Outback is a good brand, the 2nd link is more likely the real Outback Saddle Co. Saddle


.


----------



## SueNH

That ebay seller has had many, many reincarnations. It's a seller based in Modesto. When the feedback gets too bad they disappear and comeback with a new name. Some of the pictures are the same ones they have used for over 15 yrs. If you poke around you'll find them running a few different names now. Couple of different family members, couple different accounts and they keep going.


----------



## manhirwen

So if I go with "Outback" I should make sure it has the name brand on the saddle? I did see a lot on eBay without a brand on them so I avoided those. I may check out the kimberly saddles.


----------



## oliveoats

Outback Saddle Co. is an Indian made budget Australian saddle. Not the best quality, not bad. I personally didn't know if I wanted an Aussie, and am on a college budget, so I bought one from Australian Stock Co. On eBay that came with the saddle, leathers, stirrups, and cinch for $250. I did have to instantly replace the cinch, but the saddle has been doing well for me. 

I've been using it about 6 months, with zero issues. I ride about 5-7 days a week, up hill, down hill, ect. and have never had an issue on it. I do check my horse's back for sore spots after every ride, knowing it IS a budget saddle, and have had none, even after 4+ hour rides. 

I bought the saddle, expecting it to be almost destroyed within six months so I could decide if I wanted to splurge on the Kimberly, but this thing is showing zero signs of slowing down. I plan on riding in it until I can't anymore, then I may go for a fancy brand name 

In all, good saddle for the price, awesome way to decide if you want an Aussie if you've never rode in one.


----------



## manhirwen

So I got a budget aussie saddle so I can try the style out... I may buy a nicer one in the future but I'd rather try before I spend serious cash. I got it yesterday. Tried it on my horse, fit him fine, he had enough wither room which was always a problem with him. He seemed fine in it. I LOVE how secure I feel in it, I think I really like the style of seat for me. Only thing I don't like is the girth. I'll probably look into replacing that but I don't know a thing about english girths so I might convert it to western. I'll probably never buy a western saddle again after how secure I felt yesterday (which I'm always worried about since I was bucked off my mustang years ago). All in all I'm not unhappy.


----------



## manhirwen

Here's a photo, was trying it on him.


----------



## bsms

It looks to have an Australian girth. The front leather straps on an Australian saddle are normally 1.25 inches, and won't fit into the buckles of an English girth. It took me a long time to get used to Australian girths, but now the only thing I dislike about them is that they are hard to find.

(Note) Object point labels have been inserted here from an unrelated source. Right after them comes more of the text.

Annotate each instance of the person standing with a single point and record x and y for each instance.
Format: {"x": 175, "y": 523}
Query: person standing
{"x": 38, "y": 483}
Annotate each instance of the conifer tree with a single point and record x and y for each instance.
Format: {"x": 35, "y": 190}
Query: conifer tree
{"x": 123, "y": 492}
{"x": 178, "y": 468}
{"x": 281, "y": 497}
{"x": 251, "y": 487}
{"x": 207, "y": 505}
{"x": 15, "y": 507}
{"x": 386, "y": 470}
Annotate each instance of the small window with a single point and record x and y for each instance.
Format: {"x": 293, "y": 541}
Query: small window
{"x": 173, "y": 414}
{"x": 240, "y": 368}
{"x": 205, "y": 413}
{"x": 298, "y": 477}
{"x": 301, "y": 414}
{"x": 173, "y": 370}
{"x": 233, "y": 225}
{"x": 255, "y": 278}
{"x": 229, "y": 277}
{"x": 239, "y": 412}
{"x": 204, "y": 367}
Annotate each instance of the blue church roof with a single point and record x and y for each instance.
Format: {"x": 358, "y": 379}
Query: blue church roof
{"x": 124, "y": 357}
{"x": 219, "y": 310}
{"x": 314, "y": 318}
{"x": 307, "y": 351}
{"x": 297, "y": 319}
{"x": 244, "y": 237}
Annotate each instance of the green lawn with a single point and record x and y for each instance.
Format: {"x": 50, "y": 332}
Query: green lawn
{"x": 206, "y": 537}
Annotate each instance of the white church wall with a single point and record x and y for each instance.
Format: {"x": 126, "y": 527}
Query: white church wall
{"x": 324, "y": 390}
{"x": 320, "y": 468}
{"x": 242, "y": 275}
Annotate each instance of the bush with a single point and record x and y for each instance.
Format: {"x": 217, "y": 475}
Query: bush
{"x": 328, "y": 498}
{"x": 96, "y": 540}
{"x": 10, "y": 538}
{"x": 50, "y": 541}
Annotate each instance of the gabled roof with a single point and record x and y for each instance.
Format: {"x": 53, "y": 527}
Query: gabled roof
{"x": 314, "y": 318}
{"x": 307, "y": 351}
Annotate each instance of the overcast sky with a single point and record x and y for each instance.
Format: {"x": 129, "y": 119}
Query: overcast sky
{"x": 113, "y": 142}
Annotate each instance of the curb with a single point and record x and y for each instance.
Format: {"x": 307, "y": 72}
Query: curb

There are converters to western cinches. Unhappily, my horses are slender enough that they don't work well for me, because I couldn't then find a cinch small enough.


----------



## Shoebox

bsms said:


> There are converters to western cinches. Unhappily, my horses are slender enough that they don't work well for me, because I couldn't then find a cinch small enough.


Lucky lucky! My girth that came with the saddle is 42 inches. It's way too small, I need a 54. The only problem is the basic girth that came with it in a 54 is like 90 bucks! She's going to have to deal with a too small girth for now!


----------



## oliveoats

I didn't like the converter because it was bulky. I bought a dressage girth, because I felt it could keep my saddle in place best. The front buckle was too small on one side... My solution, since it was such a cheap saddle, was to cut the leather a bit (outside of the stitching) on both sides to narrow it down. Works like a dream for me, though I understand people not wanting to mutilate their saddle in this way


----------